Diverse scuole di pensiero fanno risalire la genesi della sindrome del burnout a fattori sia individuali che organizzativi, ma generalmente concordano come vi sia un forte legame con l’organizzazione del lavoro e le sue richieste. La definizione che da l’ICD11 sembra quella più vicina agli studi degli anni ’80 e ’90 di Maslach e Leiter che classificano il burnout come una risposta allo stress cronico da lavoro, caratterizzato da esaurimento emotivo, depersonalizzazione e ridotta efficacia e realizzazione professionale. Il passaggio da esaurimento a cinismo emerge come dinamica che sembra caratterizzare il burnout come reazione ad un eccessivo carico di lavoro e scarso supporto emotivo del contesto. Diversi studi più recenti hanno indagato l’impatto dei rischi psicosociali sul lavoro. L’ Agenzia europea per la sicurezza e la salute sul lavoro – EU-OSHA riporta come la Commissione europea (2002) ha calcolato che nel 2002 il costo annuo dello stress lavoro-correlato nell’UE a 15 ammontava a 20 miliardi di EUR.
Secondo un’altra indagine condotta in 12 Paesi dall’European General Practice Research Network, i medici italiani hanno un livello di stress quasi doppio (il 43%) rispetto alla media dei colleghi europei (22%). Infine una recente indagine Gallup, pubblicata nel 2018, su circa 7.500 impiegati, ha trovato che il 23% di loro percepisce molto spesso di sintomi di burnout al lavoro e il 44% qualche volta. Nello studio cinque fattori erano collegati al burnout: la percezione di essere trattati in modo ingiusto e scorretto; avere un carico di lavoro poco gestibile; poca chiarezza di ruolo; mancanza di comunicazione e supporto dai manager; forte pressione sui tempi di realizzazione del lavoro.
In realtà gli strumenti per prevenire e gestire il rischio da burnout e i rischi psicosociali in genarale esistono già.
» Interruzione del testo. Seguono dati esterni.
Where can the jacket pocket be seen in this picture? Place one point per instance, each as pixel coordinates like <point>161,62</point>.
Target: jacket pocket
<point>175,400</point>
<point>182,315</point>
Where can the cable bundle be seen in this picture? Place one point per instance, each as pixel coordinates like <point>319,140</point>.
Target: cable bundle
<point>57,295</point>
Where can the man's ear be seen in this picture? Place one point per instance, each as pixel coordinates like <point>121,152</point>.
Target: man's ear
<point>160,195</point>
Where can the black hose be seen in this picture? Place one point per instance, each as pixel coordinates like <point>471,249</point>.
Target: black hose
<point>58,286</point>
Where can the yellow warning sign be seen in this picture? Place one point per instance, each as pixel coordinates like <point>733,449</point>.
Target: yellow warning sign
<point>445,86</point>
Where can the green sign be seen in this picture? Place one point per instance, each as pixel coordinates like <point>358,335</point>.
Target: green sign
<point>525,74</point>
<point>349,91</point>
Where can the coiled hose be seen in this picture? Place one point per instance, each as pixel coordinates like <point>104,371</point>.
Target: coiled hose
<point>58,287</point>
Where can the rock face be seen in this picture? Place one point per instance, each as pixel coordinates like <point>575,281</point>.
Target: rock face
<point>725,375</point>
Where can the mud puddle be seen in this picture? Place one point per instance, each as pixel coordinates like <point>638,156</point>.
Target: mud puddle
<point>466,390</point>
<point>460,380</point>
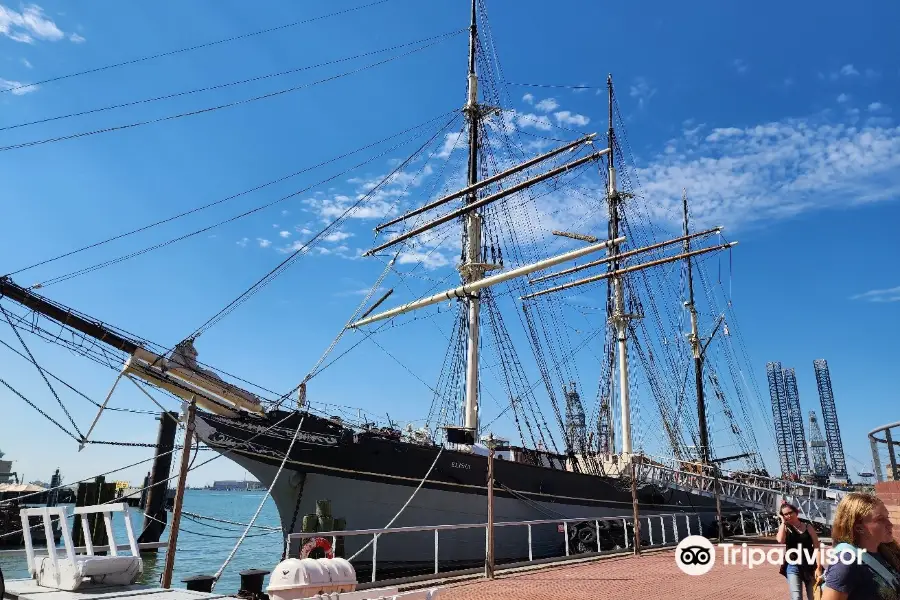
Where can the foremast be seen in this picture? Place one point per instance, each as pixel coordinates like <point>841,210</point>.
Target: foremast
<point>472,269</point>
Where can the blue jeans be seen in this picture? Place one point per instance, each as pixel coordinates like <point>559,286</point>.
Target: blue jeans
<point>797,583</point>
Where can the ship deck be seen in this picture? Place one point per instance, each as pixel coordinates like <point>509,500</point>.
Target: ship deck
<point>650,575</point>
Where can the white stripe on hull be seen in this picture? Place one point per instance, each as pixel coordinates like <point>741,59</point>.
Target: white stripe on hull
<point>371,505</point>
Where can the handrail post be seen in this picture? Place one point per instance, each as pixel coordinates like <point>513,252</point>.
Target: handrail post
<point>374,554</point>
<point>179,495</point>
<point>530,554</point>
<point>489,528</point>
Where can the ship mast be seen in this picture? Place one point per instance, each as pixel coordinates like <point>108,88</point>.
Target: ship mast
<point>619,318</point>
<point>472,270</point>
<point>694,339</point>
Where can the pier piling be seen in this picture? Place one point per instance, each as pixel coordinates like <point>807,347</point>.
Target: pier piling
<point>155,501</point>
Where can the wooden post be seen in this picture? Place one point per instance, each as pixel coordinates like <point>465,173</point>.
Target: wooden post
<point>715,469</point>
<point>634,503</point>
<point>489,558</point>
<point>179,496</point>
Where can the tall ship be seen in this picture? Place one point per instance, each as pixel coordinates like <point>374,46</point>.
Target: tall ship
<point>578,462</point>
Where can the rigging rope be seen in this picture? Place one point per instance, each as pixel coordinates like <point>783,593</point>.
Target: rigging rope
<point>232,197</point>
<point>259,508</point>
<point>402,508</point>
<point>210,109</point>
<point>230,84</point>
<point>41,371</point>
<point>190,48</point>
<point>271,275</point>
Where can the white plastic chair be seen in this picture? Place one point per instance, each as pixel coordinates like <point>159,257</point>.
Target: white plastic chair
<point>70,573</point>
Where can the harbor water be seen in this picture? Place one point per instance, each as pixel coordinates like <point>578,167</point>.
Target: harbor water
<point>203,545</point>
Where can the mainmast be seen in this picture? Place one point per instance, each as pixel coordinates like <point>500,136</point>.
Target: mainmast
<point>695,343</point>
<point>619,318</point>
<point>472,270</point>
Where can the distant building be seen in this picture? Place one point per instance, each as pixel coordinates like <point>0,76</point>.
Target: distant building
<point>241,486</point>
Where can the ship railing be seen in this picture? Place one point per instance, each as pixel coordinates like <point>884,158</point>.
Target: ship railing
<point>689,523</point>
<point>811,500</point>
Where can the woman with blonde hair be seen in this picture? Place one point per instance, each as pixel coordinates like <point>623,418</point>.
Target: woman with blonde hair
<point>861,522</point>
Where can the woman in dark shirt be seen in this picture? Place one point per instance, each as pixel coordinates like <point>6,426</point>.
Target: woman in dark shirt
<point>861,520</point>
<point>800,537</point>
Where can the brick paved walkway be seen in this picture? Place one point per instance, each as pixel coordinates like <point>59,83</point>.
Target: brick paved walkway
<point>628,578</point>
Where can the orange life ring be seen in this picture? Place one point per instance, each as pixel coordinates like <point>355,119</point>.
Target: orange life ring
<point>314,543</point>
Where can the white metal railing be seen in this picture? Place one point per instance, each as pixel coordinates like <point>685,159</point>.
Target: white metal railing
<point>786,486</point>
<point>761,524</point>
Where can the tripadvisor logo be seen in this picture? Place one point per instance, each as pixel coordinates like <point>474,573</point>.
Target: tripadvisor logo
<point>696,555</point>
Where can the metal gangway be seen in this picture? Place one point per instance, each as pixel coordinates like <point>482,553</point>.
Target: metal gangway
<point>753,492</point>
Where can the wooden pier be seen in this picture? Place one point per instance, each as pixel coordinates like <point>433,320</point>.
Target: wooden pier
<point>28,589</point>
<point>653,574</point>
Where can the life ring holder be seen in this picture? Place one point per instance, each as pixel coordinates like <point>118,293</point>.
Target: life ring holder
<point>317,542</point>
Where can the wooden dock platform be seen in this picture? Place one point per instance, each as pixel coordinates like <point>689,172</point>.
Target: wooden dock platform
<point>652,575</point>
<point>27,589</point>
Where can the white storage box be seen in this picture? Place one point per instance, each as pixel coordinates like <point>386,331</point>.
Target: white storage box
<point>304,578</point>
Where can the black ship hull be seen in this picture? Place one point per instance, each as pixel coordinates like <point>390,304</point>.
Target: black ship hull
<point>368,477</point>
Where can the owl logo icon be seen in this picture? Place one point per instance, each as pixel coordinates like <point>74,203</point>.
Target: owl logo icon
<point>695,555</point>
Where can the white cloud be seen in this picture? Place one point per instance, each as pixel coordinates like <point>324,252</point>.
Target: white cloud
<point>362,292</point>
<point>740,176</point>
<point>547,105</point>
<point>642,90</point>
<point>430,260</point>
<point>18,88</point>
<point>452,141</point>
<point>887,295</point>
<point>565,117</point>
<point>541,122</point>
<point>27,25</point>
<point>337,236</point>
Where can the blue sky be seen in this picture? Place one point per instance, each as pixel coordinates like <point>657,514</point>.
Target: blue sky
<point>782,129</point>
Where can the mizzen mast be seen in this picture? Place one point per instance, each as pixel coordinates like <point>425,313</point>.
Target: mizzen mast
<point>619,317</point>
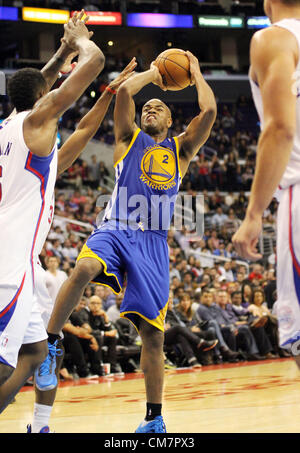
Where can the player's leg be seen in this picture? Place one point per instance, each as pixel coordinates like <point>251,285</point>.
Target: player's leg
<point>67,299</point>
<point>152,365</point>
<point>44,402</point>
<point>71,292</point>
<point>288,273</point>
<point>30,356</point>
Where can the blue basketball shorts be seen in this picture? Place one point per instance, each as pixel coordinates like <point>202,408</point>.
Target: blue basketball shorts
<point>144,258</point>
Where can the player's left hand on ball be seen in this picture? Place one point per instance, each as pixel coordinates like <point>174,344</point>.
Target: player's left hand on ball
<point>124,75</point>
<point>194,66</point>
<point>246,238</point>
<point>68,66</point>
<point>158,80</point>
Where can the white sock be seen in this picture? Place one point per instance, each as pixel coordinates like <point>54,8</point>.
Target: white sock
<point>41,416</point>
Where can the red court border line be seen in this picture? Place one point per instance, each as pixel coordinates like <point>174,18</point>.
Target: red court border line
<point>131,376</point>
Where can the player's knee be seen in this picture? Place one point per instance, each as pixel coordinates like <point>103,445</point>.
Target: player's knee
<point>153,338</point>
<point>85,270</point>
<point>5,372</point>
<point>35,353</point>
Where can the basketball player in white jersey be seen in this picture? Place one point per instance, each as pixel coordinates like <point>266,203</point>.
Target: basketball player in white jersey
<point>274,76</point>
<point>28,168</point>
<point>68,153</point>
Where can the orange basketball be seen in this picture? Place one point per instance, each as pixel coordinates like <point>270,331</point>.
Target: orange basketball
<point>174,67</point>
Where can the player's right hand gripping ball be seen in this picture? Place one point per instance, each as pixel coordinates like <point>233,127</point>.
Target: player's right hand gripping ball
<point>174,67</point>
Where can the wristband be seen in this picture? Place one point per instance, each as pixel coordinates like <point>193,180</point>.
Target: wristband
<point>61,73</point>
<point>110,90</point>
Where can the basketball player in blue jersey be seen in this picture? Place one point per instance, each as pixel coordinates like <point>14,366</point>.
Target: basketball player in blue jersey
<point>275,82</point>
<point>149,167</point>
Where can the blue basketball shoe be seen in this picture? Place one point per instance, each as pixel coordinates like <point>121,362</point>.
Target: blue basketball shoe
<point>154,426</point>
<point>44,430</point>
<point>45,377</point>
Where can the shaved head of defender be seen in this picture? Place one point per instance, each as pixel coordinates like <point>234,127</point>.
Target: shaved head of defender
<point>270,7</point>
<point>156,117</point>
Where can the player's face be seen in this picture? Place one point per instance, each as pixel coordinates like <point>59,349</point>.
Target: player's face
<point>155,117</point>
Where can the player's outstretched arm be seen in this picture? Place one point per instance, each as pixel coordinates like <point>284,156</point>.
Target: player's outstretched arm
<point>199,128</point>
<point>60,62</point>
<point>274,56</point>
<point>91,122</point>
<point>41,123</point>
<point>124,112</point>
<point>90,63</point>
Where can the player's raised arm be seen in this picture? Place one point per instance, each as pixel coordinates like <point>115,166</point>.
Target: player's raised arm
<point>199,128</point>
<point>124,112</point>
<point>41,123</point>
<point>91,122</point>
<point>274,55</point>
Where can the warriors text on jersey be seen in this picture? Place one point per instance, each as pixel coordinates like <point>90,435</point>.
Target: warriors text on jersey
<point>147,183</point>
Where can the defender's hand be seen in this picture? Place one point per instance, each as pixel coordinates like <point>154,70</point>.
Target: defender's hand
<point>246,238</point>
<point>125,74</point>
<point>76,30</point>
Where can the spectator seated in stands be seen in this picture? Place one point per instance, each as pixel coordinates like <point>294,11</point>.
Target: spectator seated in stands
<point>245,339</point>
<point>259,308</point>
<point>256,324</point>
<point>207,312</point>
<point>81,346</point>
<point>192,345</point>
<point>129,342</point>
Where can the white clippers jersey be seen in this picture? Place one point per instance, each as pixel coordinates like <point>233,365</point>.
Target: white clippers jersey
<point>26,200</point>
<point>292,172</point>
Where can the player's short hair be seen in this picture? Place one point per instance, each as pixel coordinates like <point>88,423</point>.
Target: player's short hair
<point>24,88</point>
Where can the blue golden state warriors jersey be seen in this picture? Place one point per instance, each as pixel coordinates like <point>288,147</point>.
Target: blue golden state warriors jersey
<point>147,180</point>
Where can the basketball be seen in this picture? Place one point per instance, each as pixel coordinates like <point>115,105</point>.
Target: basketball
<point>174,67</point>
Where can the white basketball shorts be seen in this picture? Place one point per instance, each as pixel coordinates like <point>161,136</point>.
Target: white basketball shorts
<point>288,265</point>
<point>20,316</point>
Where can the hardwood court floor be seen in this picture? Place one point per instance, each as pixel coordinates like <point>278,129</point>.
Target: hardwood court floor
<point>249,397</point>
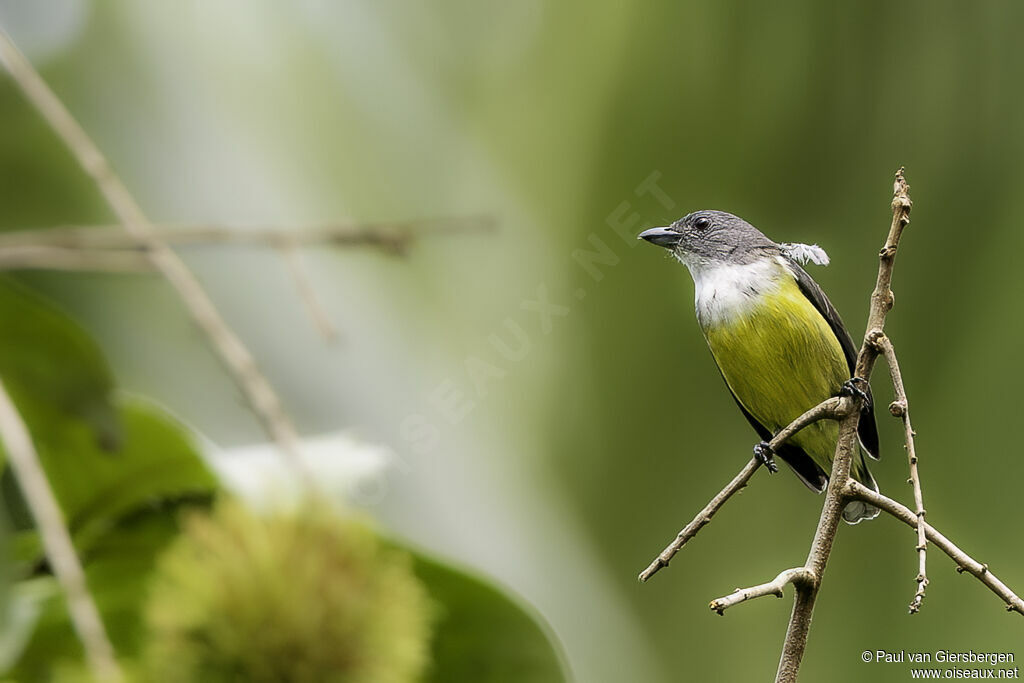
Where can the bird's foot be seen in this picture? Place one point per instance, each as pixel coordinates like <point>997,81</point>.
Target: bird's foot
<point>852,388</point>
<point>764,455</point>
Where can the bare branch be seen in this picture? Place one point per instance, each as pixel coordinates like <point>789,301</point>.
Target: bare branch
<point>56,542</point>
<point>964,561</point>
<point>833,409</point>
<point>797,577</point>
<point>228,346</point>
<point>846,446</point>
<point>901,409</point>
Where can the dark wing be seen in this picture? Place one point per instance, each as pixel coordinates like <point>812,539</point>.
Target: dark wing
<point>805,468</point>
<point>866,429</point>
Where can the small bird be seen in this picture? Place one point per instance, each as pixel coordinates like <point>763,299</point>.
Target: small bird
<point>778,342</point>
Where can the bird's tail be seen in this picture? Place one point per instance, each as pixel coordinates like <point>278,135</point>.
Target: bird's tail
<point>856,511</point>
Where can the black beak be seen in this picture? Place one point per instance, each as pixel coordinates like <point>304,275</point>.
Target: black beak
<point>663,237</point>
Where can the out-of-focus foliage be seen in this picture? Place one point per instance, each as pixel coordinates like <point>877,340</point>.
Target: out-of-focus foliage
<point>482,635</point>
<point>52,369</point>
<point>122,510</point>
<point>300,597</point>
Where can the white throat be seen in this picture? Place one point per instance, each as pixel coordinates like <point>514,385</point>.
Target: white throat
<point>726,291</point>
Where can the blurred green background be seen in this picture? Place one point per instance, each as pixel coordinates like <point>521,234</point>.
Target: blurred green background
<point>563,470</point>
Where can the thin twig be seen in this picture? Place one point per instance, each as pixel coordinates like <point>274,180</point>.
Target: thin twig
<point>846,446</point>
<point>391,236</point>
<point>293,260</point>
<point>56,541</point>
<point>964,561</point>
<point>901,409</point>
<point>832,409</point>
<point>796,575</point>
<point>229,347</point>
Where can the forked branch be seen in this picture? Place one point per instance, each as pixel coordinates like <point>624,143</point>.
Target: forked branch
<point>799,577</point>
<point>842,489</point>
<point>964,561</point>
<point>833,409</point>
<point>901,409</point>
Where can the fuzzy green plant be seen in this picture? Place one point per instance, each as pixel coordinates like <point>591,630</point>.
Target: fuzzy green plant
<point>288,597</point>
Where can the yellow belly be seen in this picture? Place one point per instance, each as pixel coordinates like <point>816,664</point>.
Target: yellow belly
<point>780,358</point>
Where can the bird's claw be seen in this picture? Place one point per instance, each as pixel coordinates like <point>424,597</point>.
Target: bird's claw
<point>852,389</point>
<point>764,455</point>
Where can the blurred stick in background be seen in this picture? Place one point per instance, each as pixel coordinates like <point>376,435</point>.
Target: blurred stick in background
<point>110,249</point>
<point>236,356</point>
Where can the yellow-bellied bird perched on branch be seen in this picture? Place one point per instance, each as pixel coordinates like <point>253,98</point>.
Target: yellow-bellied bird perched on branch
<point>778,342</point>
Il D. lgs. 81/08 del 9 aprile 2008 rende esplicito l’obbligo di valutare tutti i rischi “tra cui anche quelli collegati allo stress lavoro-correlato, secondo i contenuti dell’accordo europeo dell’8 ottobre 2004”. Per verificare la ricorrenza di queste patologie e di questi comportamenti nella popolazione dei lavoratori occorre recuperare informazioni da più figure professionali (Medico del Lavoro, RSPP, Responsabile del Personale, Dirigenti di Unità lavorative, lavoratori stessi) e seguire un protocollo preciso, che comprende raccolta di dati quantitativi e qualitativi. I dati raccolti vanno elaborati, correlati e incrociati, in modo da darne un significato che consenta di generare indizi sui rischi riferiti allo stress correlato al lavoro. Queste metodologie, insieme all’esperienza dei professionisti coinvolti, sono in grado di dare indicazioni accurate sia in ambienti produttivi di taglio tradizionale che in contesti di servizio (banche, assicurazioni, servizi pubblici) che di new economy (terziario avanzato). Spesso però, purtroppo, queste valutazioni, seppure obbligatorie, sono effettuate in modo approssimativo, burocratico, da personale non specializzato, più per assolvere ad un obbligo di legge, che per fare un’analisi effettiva di ciò che l’organizzazione dovrebbe modificare per attenuare il rischio di burnout.